The informal, unwritten rules of the past are no longer adequate, the president added.

"One of the things that we're going to have to do over the next decade is to ultimately arrive at some rules of what is a new game," he said. "And that is the way in which traditional propaganda and traditional covert influence efforts are being turbocharged by the Internet."

The president suggested the U.S. is more vulnerable than other nations because the American economy is both bigger and more highly digitized than those of other countries.

"This is actually a good example of where, in addition to whatever actions that we take bilaterally against Russia, we've got to spend some time working at an international level to start instituting some norms, the same way we did with things like nuclear weapons," he told NPR.

Nuclear weapons are governed by an elaborate web of international treaties, including the Treaty on the Non-Proliferation of Nuclear Weapons. Such an infrastructure has yet to emerge for the much newer challenge of cyberweapons.

In a separate interview with NPR this week at the White House, Lisa Monaco, the president's homeland security and counterterrorism adviser, picked up on a similar theme.

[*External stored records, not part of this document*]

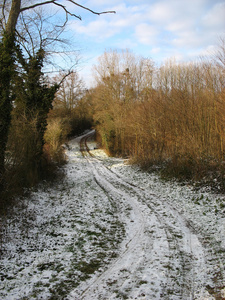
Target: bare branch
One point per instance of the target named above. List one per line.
(65, 9)
(96, 13)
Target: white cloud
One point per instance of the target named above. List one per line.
(215, 19)
(146, 34)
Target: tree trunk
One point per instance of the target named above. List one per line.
(13, 17)
(6, 73)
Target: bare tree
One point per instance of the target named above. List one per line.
(10, 13)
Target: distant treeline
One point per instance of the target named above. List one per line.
(171, 116)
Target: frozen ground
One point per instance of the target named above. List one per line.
(110, 231)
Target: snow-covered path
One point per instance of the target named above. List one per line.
(111, 231)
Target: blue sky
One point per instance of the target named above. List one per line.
(162, 29)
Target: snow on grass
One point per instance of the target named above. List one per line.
(59, 241)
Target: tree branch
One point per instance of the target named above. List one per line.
(65, 9)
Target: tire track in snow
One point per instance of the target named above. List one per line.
(184, 263)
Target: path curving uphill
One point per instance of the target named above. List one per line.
(162, 255)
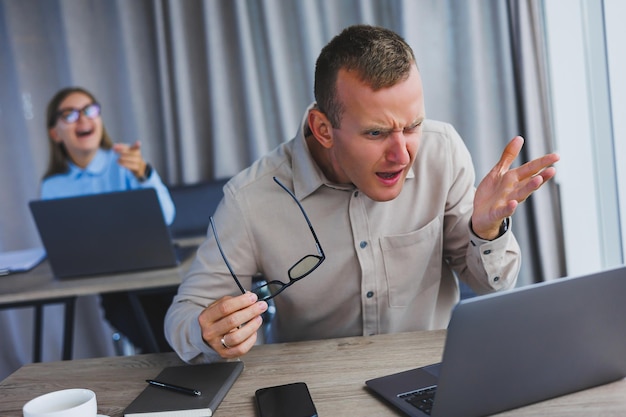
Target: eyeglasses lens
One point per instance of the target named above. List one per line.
(72, 115)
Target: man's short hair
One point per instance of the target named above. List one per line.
(379, 56)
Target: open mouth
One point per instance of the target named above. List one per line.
(389, 175)
(83, 133)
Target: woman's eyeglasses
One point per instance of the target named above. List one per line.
(299, 270)
(70, 116)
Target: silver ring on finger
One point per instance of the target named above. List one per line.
(224, 343)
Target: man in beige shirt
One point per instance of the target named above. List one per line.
(394, 216)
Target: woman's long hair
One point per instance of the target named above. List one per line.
(58, 153)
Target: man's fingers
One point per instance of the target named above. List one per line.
(540, 166)
(510, 153)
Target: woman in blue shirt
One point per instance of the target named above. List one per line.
(84, 160)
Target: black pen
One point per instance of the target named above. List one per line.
(188, 391)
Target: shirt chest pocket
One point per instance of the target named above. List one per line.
(412, 262)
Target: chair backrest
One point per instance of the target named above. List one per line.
(194, 204)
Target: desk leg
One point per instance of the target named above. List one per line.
(68, 328)
(144, 324)
(37, 336)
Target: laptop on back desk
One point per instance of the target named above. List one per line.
(105, 233)
(510, 349)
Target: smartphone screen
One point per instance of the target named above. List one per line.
(290, 400)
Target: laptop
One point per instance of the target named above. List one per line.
(510, 349)
(105, 233)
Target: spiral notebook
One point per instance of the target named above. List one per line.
(213, 380)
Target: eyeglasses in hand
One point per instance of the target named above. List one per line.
(72, 115)
(299, 270)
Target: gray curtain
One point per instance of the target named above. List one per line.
(209, 86)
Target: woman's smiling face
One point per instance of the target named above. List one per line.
(81, 138)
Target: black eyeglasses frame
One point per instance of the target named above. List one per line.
(318, 259)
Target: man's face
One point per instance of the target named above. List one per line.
(379, 135)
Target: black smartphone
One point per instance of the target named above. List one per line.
(289, 400)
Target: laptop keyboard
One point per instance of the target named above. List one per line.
(422, 399)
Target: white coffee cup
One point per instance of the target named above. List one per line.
(75, 402)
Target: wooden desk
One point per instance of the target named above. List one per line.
(38, 287)
(335, 371)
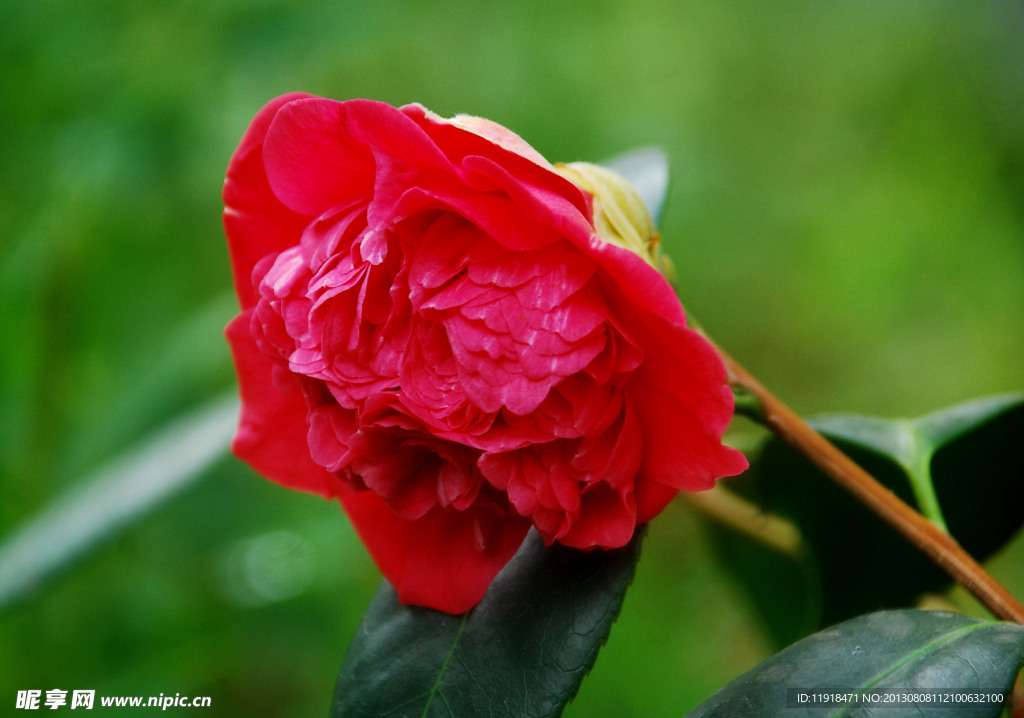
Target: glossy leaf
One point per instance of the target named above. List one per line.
(971, 456)
(522, 650)
(878, 661)
(647, 171)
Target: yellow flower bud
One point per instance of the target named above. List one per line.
(620, 215)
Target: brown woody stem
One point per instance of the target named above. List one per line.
(934, 542)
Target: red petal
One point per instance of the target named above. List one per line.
(255, 220)
(272, 427)
(443, 560)
(320, 153)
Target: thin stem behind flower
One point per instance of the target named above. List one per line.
(934, 542)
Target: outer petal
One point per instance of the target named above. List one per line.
(255, 221)
(271, 435)
(680, 390)
(320, 153)
(444, 560)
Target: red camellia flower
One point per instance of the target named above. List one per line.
(454, 338)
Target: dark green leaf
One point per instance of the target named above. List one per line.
(970, 455)
(939, 657)
(523, 650)
(647, 171)
(118, 494)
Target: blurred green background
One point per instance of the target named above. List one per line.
(846, 217)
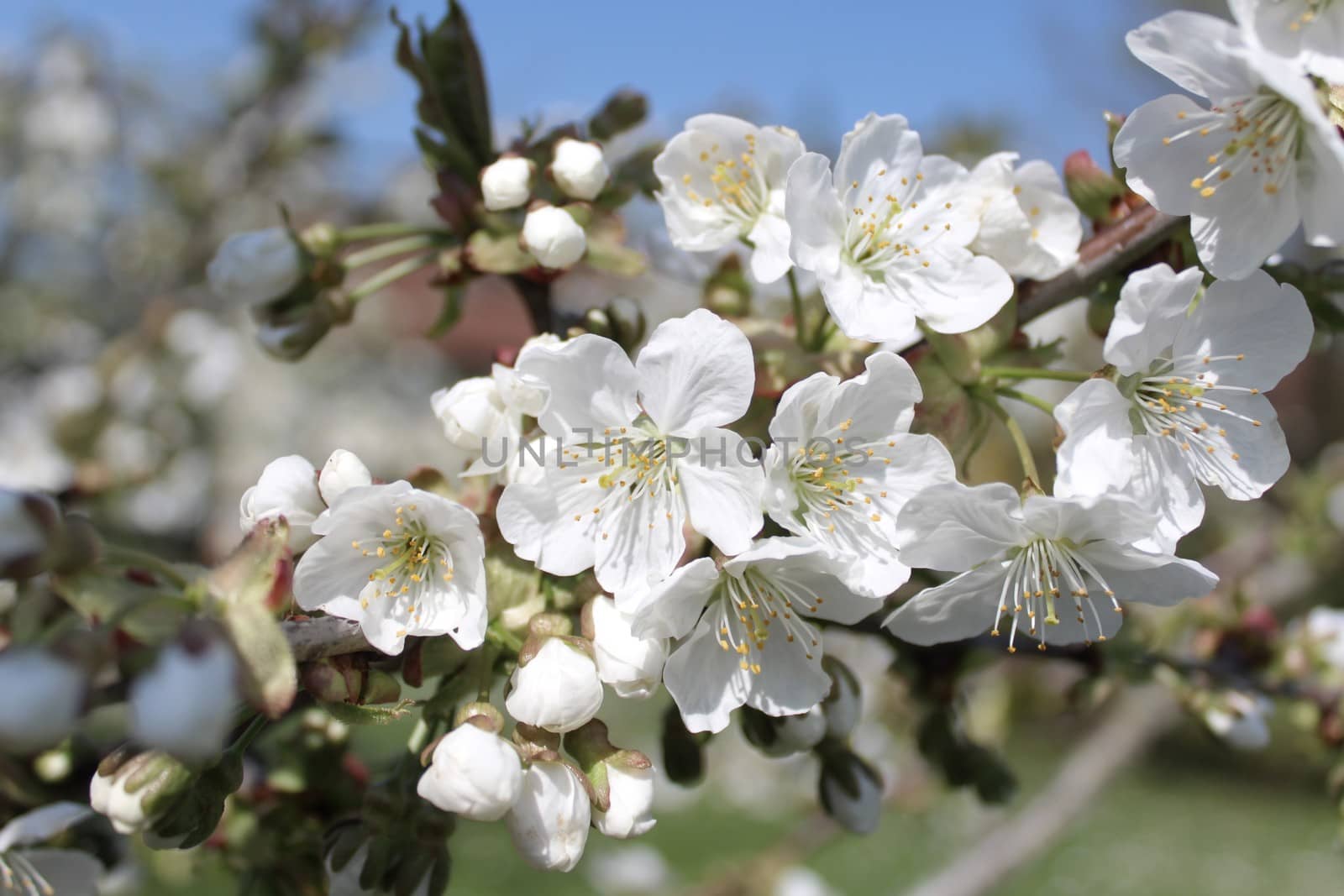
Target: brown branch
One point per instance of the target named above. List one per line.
(1100, 257)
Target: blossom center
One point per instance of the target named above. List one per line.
(1263, 143)
(833, 500)
(738, 187)
(1037, 579)
(1184, 401)
(754, 607)
(412, 558)
(629, 465)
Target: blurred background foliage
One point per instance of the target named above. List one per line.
(129, 149)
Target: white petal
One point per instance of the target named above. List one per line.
(813, 214)
(1152, 308)
(671, 607)
(958, 291)
(723, 486)
(1148, 578)
(1097, 452)
(706, 680)
(770, 257)
(696, 372)
(961, 607)
(1254, 331)
(593, 385)
(953, 527)
(1191, 49)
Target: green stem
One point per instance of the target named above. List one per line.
(1039, 403)
(134, 558)
(248, 736)
(390, 275)
(387, 250)
(796, 298)
(1019, 439)
(1034, 374)
(382, 230)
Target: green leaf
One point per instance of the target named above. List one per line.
(353, 715)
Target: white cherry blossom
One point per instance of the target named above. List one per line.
(843, 464)
(1027, 222)
(632, 665)
(1187, 405)
(401, 562)
(291, 486)
(557, 689)
(887, 235)
(1048, 569)
(1312, 31)
(1261, 159)
(474, 773)
(642, 453)
(756, 642)
(723, 181)
(255, 266)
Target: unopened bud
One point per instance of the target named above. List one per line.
(553, 237)
(580, 168)
(558, 688)
(507, 183)
(255, 266)
(1093, 190)
(40, 699)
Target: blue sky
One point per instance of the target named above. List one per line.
(1046, 66)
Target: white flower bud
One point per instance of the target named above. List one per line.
(286, 488)
(472, 411)
(633, 667)
(507, 183)
(39, 701)
(631, 812)
(185, 705)
(558, 689)
(475, 774)
(343, 470)
(108, 797)
(1242, 720)
(554, 238)
(255, 266)
(551, 817)
(580, 170)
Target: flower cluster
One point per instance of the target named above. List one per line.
(696, 506)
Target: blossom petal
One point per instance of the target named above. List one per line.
(1097, 452)
(958, 609)
(1152, 307)
(1159, 579)
(770, 254)
(723, 488)
(593, 385)
(1191, 49)
(812, 208)
(954, 527)
(671, 607)
(1253, 331)
(696, 372)
(706, 680)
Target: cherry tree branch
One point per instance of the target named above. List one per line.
(1100, 257)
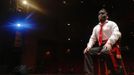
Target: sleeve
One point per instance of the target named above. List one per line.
(115, 35)
(92, 39)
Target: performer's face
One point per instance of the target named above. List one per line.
(102, 16)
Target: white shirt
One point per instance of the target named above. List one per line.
(110, 33)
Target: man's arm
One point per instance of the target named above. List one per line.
(114, 36)
(92, 41)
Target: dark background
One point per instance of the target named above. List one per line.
(46, 48)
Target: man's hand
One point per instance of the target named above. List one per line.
(86, 50)
(104, 50)
(108, 46)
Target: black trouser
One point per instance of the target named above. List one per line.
(89, 66)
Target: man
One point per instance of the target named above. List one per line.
(107, 34)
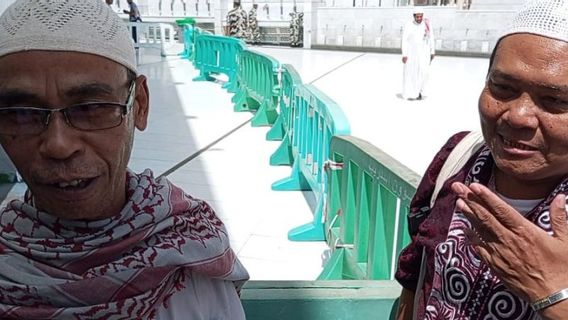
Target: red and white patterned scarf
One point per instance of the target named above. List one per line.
(124, 267)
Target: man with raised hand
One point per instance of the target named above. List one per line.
(493, 244)
(92, 239)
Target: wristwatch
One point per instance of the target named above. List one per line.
(550, 300)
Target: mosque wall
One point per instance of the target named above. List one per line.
(350, 24)
(470, 32)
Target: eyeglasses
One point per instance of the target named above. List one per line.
(90, 116)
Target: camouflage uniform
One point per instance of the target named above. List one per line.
(172, 7)
(237, 22)
(296, 23)
(254, 30)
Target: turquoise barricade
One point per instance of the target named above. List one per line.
(316, 119)
(217, 54)
(281, 130)
(320, 300)
(368, 199)
(259, 89)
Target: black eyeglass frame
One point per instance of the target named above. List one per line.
(47, 112)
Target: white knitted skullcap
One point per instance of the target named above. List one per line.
(87, 26)
(547, 18)
(417, 10)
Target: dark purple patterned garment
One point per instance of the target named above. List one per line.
(457, 284)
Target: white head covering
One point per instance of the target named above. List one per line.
(87, 26)
(417, 10)
(547, 18)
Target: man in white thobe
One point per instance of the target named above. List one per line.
(417, 53)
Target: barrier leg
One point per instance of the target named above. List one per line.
(276, 133)
(264, 116)
(295, 182)
(203, 76)
(312, 231)
(231, 85)
(245, 104)
(333, 269)
(283, 155)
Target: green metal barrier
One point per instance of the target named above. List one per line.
(282, 128)
(258, 87)
(320, 300)
(217, 54)
(316, 119)
(368, 199)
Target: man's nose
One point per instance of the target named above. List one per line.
(522, 113)
(59, 140)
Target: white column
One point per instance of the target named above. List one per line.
(221, 8)
(310, 8)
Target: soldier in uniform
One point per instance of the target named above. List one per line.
(296, 23)
(237, 21)
(254, 30)
(172, 7)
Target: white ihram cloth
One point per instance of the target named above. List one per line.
(417, 45)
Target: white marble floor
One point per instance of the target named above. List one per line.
(234, 176)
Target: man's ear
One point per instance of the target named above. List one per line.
(141, 103)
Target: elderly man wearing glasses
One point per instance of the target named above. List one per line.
(92, 239)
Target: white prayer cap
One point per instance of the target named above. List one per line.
(417, 10)
(548, 18)
(87, 26)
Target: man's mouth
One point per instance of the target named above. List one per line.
(517, 145)
(75, 184)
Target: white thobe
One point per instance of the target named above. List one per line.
(417, 45)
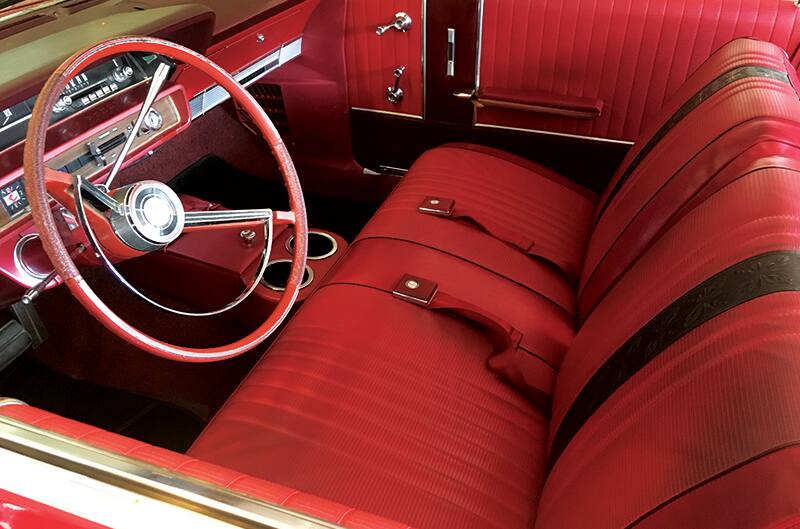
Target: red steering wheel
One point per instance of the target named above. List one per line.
(123, 227)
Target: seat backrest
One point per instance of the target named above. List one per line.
(677, 405)
(737, 109)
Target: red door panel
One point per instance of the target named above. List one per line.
(371, 59)
(622, 57)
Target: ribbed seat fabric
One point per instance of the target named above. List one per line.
(417, 416)
(667, 314)
(493, 187)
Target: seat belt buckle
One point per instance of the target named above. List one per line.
(441, 207)
(415, 290)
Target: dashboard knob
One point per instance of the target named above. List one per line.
(121, 74)
(152, 121)
(62, 104)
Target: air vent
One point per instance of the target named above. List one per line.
(270, 98)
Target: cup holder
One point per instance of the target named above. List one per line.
(277, 275)
(320, 245)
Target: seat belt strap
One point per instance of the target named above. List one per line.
(511, 359)
(446, 207)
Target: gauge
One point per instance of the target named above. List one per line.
(152, 121)
(13, 197)
(13, 115)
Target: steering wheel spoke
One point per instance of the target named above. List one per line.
(147, 215)
(222, 219)
(284, 218)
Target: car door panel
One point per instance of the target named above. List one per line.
(371, 59)
(627, 55)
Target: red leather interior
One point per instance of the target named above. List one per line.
(529, 200)
(397, 408)
(755, 125)
(631, 55)
(272, 492)
(371, 59)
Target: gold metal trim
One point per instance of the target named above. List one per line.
(387, 112)
(559, 134)
(161, 484)
(424, 12)
(289, 246)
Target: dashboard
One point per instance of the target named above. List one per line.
(86, 89)
(92, 117)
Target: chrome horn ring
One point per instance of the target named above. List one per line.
(147, 226)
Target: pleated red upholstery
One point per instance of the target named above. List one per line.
(633, 55)
(754, 118)
(393, 408)
(368, 397)
(225, 477)
(720, 397)
(525, 198)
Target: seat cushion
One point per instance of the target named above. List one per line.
(273, 493)
(378, 402)
(736, 113)
(525, 199)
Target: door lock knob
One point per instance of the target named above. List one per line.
(395, 94)
(402, 23)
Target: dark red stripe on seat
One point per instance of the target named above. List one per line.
(764, 274)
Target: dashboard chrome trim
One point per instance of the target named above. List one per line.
(103, 474)
(20, 263)
(216, 95)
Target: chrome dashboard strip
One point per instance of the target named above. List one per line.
(216, 95)
(387, 112)
(103, 475)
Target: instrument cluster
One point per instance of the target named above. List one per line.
(84, 90)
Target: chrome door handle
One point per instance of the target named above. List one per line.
(402, 23)
(395, 94)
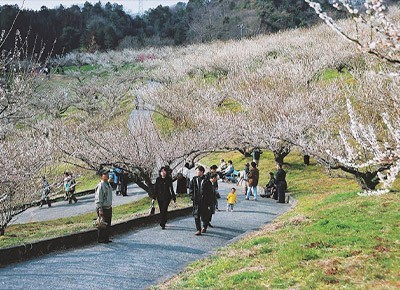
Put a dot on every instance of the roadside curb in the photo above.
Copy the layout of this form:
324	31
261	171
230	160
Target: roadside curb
29	251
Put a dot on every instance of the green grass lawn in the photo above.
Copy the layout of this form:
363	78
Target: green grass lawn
332	239
27	233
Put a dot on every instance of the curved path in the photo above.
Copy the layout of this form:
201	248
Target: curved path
84	205
144	257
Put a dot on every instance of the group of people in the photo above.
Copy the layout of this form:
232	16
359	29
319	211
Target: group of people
203	190
69	184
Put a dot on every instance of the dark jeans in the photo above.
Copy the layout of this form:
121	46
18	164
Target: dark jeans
280	188
163	205
71	196
103	235
44	201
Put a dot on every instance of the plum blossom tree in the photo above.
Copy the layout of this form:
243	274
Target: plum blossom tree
370	151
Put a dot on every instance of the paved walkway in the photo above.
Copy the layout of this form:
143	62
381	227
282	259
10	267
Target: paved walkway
62	209
144	257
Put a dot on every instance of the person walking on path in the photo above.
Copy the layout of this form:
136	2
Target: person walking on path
256	154
281	184
214	181
244	177
45	192
69	186
185	173
103	201
231	199
253	181
201	193
164	192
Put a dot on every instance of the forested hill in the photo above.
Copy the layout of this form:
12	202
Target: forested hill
107	26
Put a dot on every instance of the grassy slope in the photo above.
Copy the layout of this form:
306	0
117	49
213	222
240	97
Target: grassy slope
332	238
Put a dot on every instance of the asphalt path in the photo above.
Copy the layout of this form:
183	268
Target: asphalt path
84	205
143	257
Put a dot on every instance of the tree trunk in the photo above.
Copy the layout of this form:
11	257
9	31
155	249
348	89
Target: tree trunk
368	180
279	155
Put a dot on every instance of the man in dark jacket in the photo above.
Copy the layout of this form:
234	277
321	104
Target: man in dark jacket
201	193
253	177
164	192
280	183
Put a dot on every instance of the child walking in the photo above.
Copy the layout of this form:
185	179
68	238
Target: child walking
231	199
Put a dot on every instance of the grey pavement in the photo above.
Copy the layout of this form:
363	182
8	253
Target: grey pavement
143	257
84	205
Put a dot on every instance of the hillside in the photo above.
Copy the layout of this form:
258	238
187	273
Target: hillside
105	26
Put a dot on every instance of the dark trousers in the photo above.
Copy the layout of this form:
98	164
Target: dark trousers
104	234
71	196
163	205
280	188
124	189
44	201
203	216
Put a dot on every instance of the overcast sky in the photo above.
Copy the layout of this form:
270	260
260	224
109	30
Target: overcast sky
131	6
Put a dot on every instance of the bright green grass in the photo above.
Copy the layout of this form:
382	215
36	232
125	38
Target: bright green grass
332	239
164	125
26	233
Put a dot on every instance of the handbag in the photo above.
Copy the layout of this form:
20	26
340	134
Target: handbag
100	223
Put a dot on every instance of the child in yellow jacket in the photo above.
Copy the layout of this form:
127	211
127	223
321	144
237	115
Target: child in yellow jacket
231	199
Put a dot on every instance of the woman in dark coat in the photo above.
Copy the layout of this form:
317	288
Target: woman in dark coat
280	183
180	184
164	192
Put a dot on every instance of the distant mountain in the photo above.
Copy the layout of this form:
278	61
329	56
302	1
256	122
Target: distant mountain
103	27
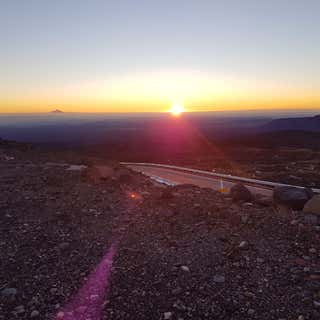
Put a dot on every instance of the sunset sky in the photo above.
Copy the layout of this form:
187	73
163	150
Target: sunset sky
134	55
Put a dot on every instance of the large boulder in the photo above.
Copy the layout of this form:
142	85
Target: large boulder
239	192
313	205
292	197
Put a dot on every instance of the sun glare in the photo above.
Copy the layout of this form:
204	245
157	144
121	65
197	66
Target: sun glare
177	109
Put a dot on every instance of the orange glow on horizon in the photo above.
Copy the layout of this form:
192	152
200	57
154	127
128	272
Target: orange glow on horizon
177	109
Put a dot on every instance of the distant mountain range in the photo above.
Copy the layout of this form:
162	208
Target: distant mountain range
56	111
297	124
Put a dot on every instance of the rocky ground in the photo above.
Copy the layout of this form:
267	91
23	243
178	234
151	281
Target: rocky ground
182	252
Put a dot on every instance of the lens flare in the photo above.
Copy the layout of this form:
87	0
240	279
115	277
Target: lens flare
177	109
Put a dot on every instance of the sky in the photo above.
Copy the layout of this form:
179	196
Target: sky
134	55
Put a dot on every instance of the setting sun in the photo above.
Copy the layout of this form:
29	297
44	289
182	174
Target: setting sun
177	109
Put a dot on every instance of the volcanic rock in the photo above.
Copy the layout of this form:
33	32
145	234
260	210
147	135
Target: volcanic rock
294	198
240	193
313	205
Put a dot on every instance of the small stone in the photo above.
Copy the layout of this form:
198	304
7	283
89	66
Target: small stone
219	279
64	245
243	245
185	268
316	304
9	292
34	314
60	315
53	291
251	312
19	309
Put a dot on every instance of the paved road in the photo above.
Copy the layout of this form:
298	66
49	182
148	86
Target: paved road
180	177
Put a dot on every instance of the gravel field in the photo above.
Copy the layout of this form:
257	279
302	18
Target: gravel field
180	252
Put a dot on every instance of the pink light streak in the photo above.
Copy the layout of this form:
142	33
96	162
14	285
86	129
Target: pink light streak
87	304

Asked which security threats would loom most pressing to her successor, Monaco glanced at the overflowing inboxes lined up on her desk. She works in the warren of National Security Council offices packed into the basement of the West Wing.

"So, the terror threat," she replied. But Monaco suggested that cyber issues will rank a close second.

"We will continue to see a growth in the number and nature of actors — nation-states, nonstate actors, hacktivists, criminals," she said. "And a wide variety of vectors by which they're trying to do us harm. The Internet of things is going to pose grave new challenges for the next team, as the attack surface that cyber actors can operate in is ever-expansive."